If you have access to a West Indian or West African market, you should be able to find groundnuts. But if not, a smooth peanut butter and pumpkin seed oil are a fine substitute.
Making your own curry paste for this spicy, sweet dumpling soup is totally worth it, because it can be repurposed later for curries or to marinate meat, and it keeps for a few weeks in the fridge.
Chef Marcus Samuelsson served this earthy, smoky take on traditional ramen with fried chicken, but we think it’d make a good snow day meal all on its own.
The cheesy toast sealing the top of French onion soup is what draws you in, but what keeps you around is the umami-packed beef broth hidden underneath.
Follow along with our intrepid culinary director, Farideh Sadeghin, as she makes this delicious Italian wedding soup in this how-to video.
This hearty, flavorful soup comes together in just 40 minutes, so you’ll be curled up on the couch ready for Netflix with a big bowl of Frito Pie flavors in no time.
With so many aromatics in this broth—chilies, lemongrass, and ginger—this soup is the perfect restorative to a dull, gray winter day.
It’s really not a proper tomato soup eating experience if you don’t have a grilled-cheese-type-thing to dip in it, so we made sure to include instructions on how to make the perfect cheesy toast, too.
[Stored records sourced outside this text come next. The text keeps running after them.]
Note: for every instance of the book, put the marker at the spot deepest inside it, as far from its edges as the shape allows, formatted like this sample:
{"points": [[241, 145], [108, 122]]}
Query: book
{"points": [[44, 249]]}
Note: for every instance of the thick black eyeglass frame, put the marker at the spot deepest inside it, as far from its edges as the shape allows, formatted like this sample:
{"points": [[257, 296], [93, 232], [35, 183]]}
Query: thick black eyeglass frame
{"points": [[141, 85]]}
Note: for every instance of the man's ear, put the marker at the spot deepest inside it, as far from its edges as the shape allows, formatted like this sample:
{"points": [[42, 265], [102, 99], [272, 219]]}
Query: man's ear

Chicken noodle soup is great for when you have a cold, sure, but subbing in some baby spinach for extra nutritional benefit can’t hurt.
Like a loaded baked potato, but in soup form for extra cozy vibes.
This minestrone is hearty and filling and will warm you from the inside out, but with the pesto drizzled on top? The whole pot will disappear in minutes.
Enjoy a nice bowl of this, from our friend Cara Nicoletti; then call your mother, she worries.